Fantasies and imaginal interactions are not identical, but one can move from one to the other quite readily. How can you tell if you’re in fantasy or in the imaginal world? I’m not sure that you can ever be certain, but there are hallmarks of both types of reality that we can use to guide us. The differences are subtle and you have to be constantly alert.

In my experience, there are a few guidelines that stand out. First, in the imaginal world there is always an element of surprise. Because the ego isn’t driving, you don’t really know what’s going to happen. You walk down the imaginal road and see Merlin/Gandalf sitting under a tree. You walk closer and are startled to discover that he’s chewing gum. This seems so “out of character” to you that you protest to yourself. Merlin looks at you with a twinkle in his eye and says, “What? Am I not allowed to partake of modern pleasures?” And you have to laugh. It’s this element of surprise that marks an imaginal interaction.

Another and related hint that one is in imaginal space, not in a fantasy, is the way “things happen” without thought or effort on the part of the ego. Phrases or sentences appear fully formed in one’s mind. There’s no time lag, no thought of, “Now Brian would say ….” It’s not that you hear something with your physical ears, but the effect is the same. The sentence is there, reverberating, fully formed, and the sense is that it has come from “somewhere else” or “someone else.”

A third feature of imaginal interactions is an emotional state that seems to come from somewhere external to the ego. You might be sitting on the deck and suddenly you find yourself crying, “missing Ellen,” when you never even knew Ellen. The emotion feels real but appears to have no ego-centered correlate. (Note that all of these might be hard to tell from psychosis! There is a fine line, I suspect.)
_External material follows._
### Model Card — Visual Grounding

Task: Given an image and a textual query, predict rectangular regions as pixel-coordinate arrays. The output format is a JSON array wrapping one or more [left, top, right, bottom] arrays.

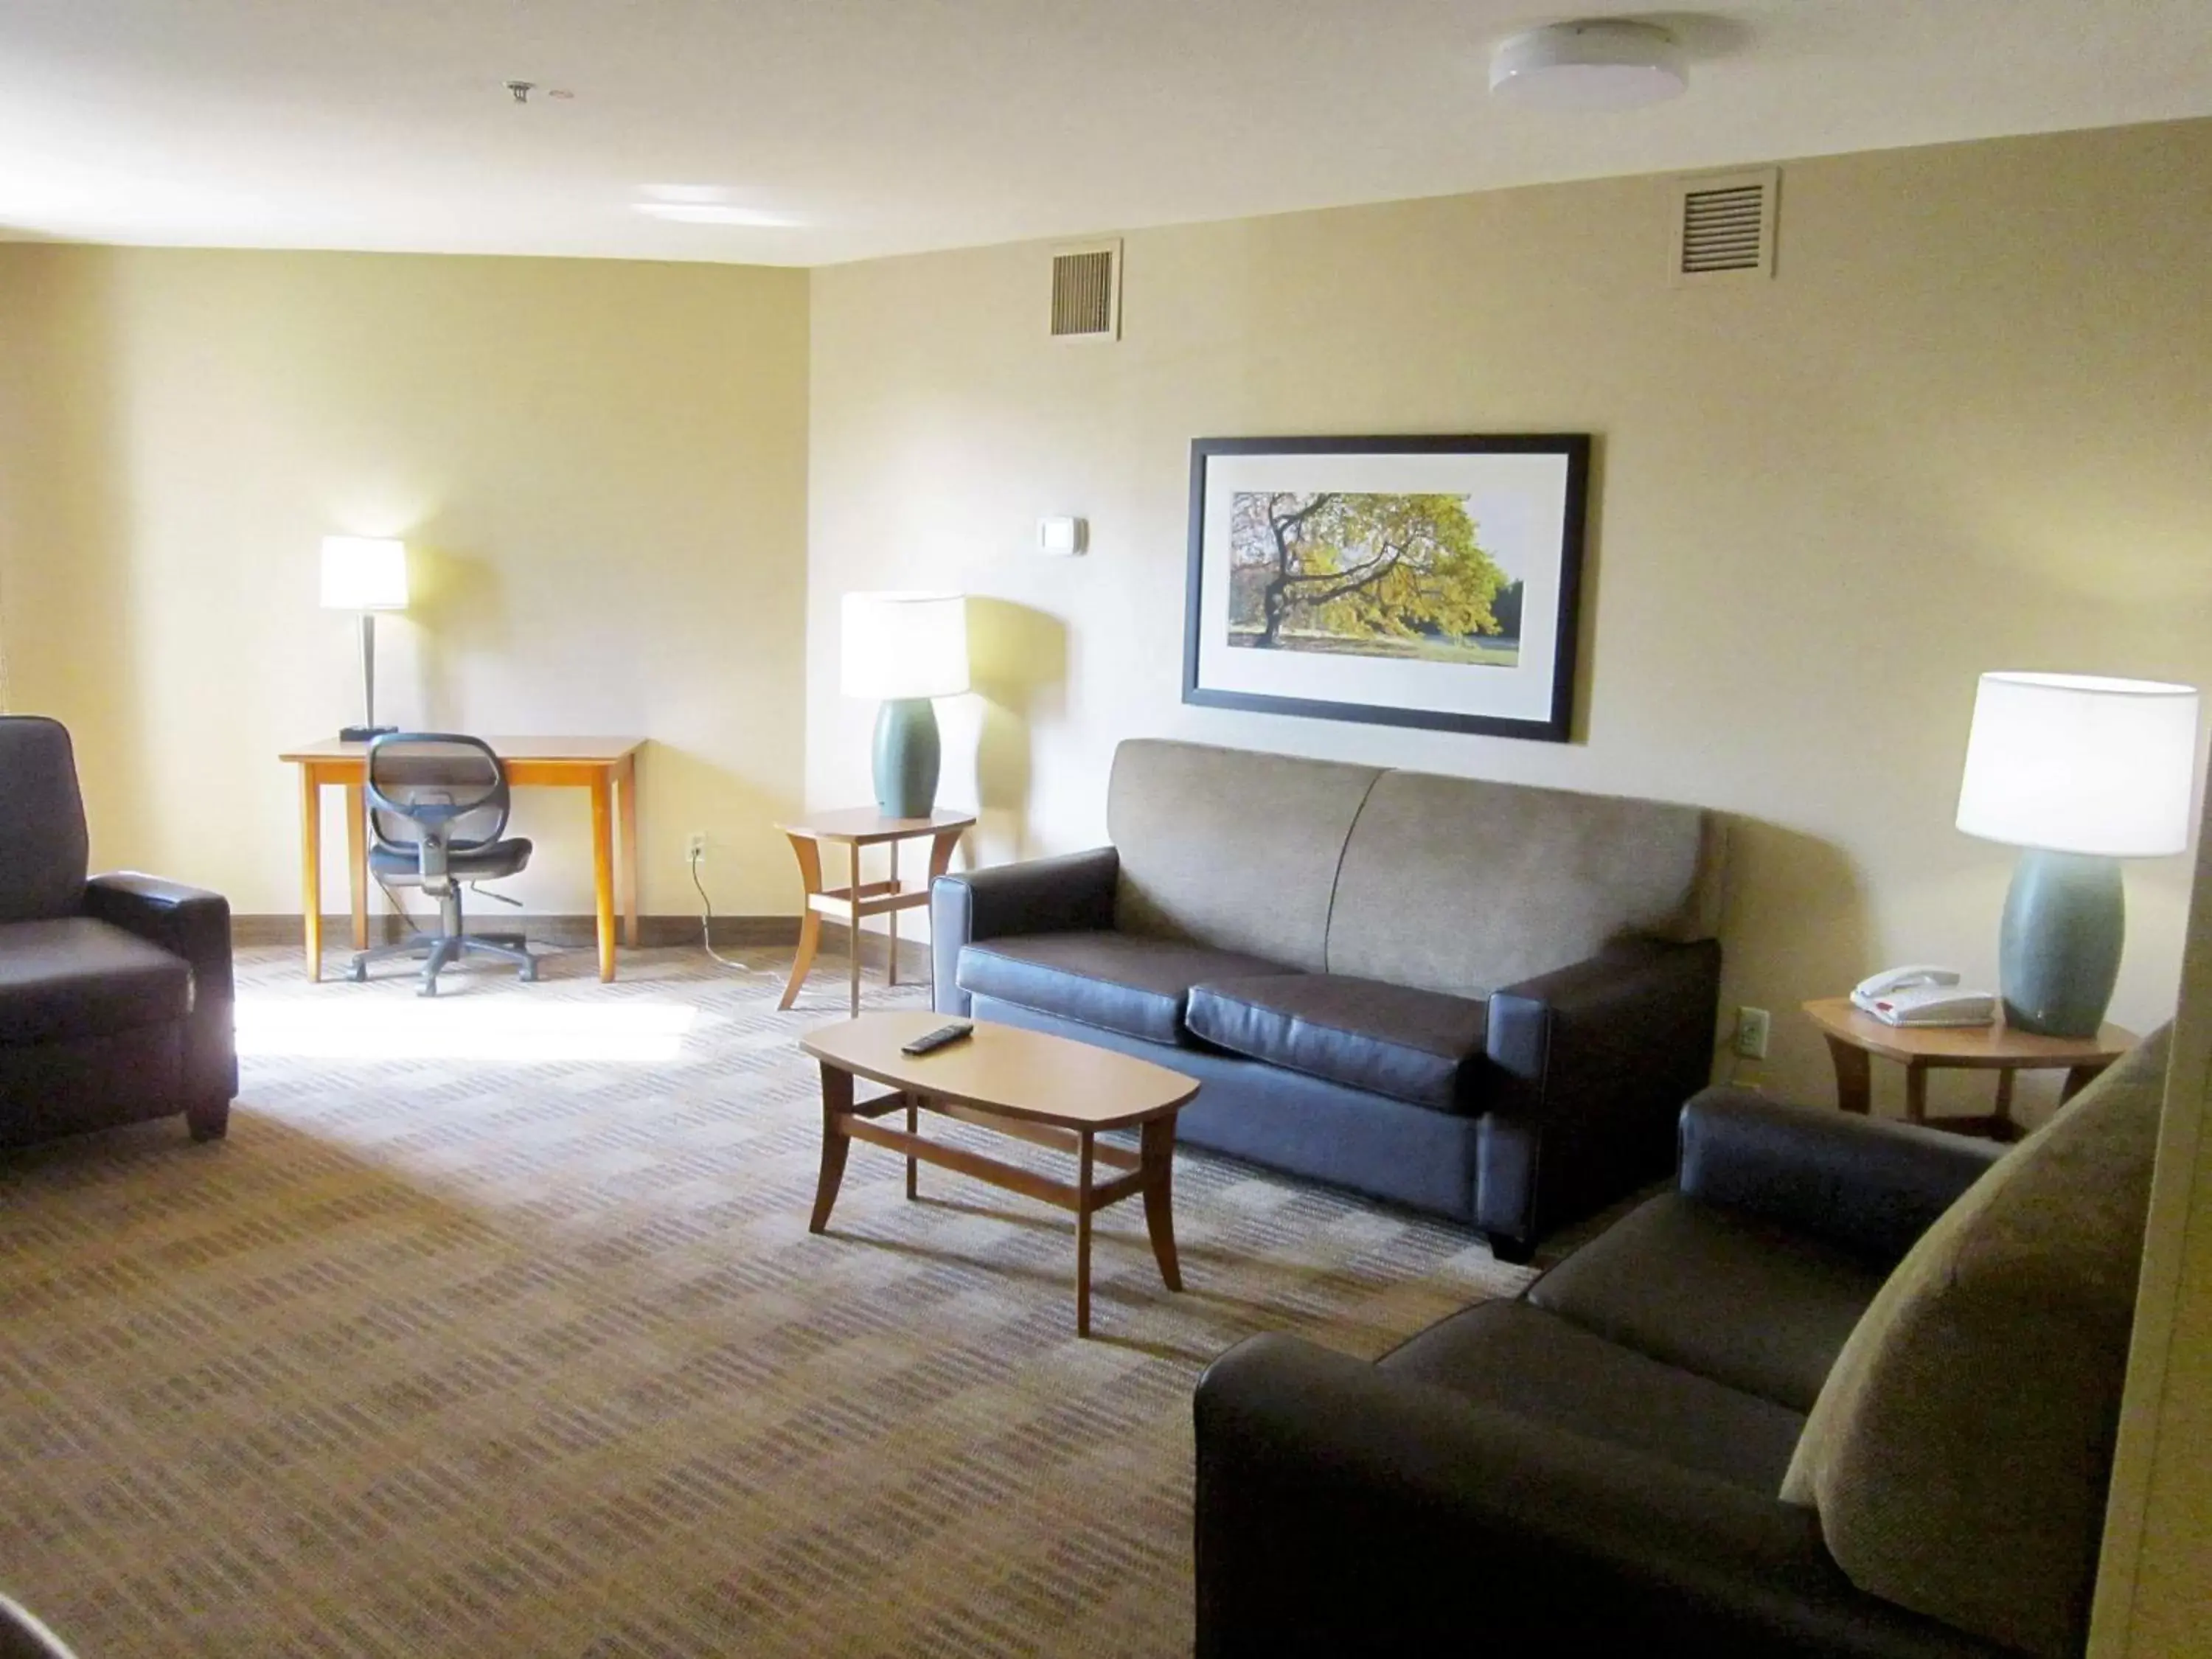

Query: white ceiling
[[2, 1, 2208, 268]]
Another kind of “felt sense” can be a physical sensation. You can be talking with someone in the imaginal world and you can feel their hand in yours, or feel the weight of an imaginal 5-year-old as you carry her, or feel your imaginal friend’s arm around your shoulders. It’s a brief sensation, very real in a way that has nothing to do with actual, waking-world nerve endings. It’s clearly not imaginary.

There is probably never going to be a hard-and-fast rule whereby one can distinguish a fantasy experience from a “real” imaginal one. Part of the trick maybe intention, and keeping a very close eye on one’s desires. I remain suspicious of anything that feels like something I’d really love to have happen. Not that such an experience couldn’t be imaginal and not fantasy; it just pays to be skeptical.

It’s especially difficult to distinguish between something I’ve made up (as in fantasy) versus the “real thing” when I’m dealing with a being whom I know well. My mother, who died in 1999, is a good example: I know, from a lifetime of knowing my mother, what she’d be likely to say or do in a given circumstance. How do I know that when I hear her say, “oh, not that again!” that it’s “really her” and not just my memory creating a fantasy?

This post represents my experiences, and my sense of what’s going on. I remain quite confused on many levels, and again, would very much appreciate input. What are your interactions with the imaginal world like? How do you think it all works?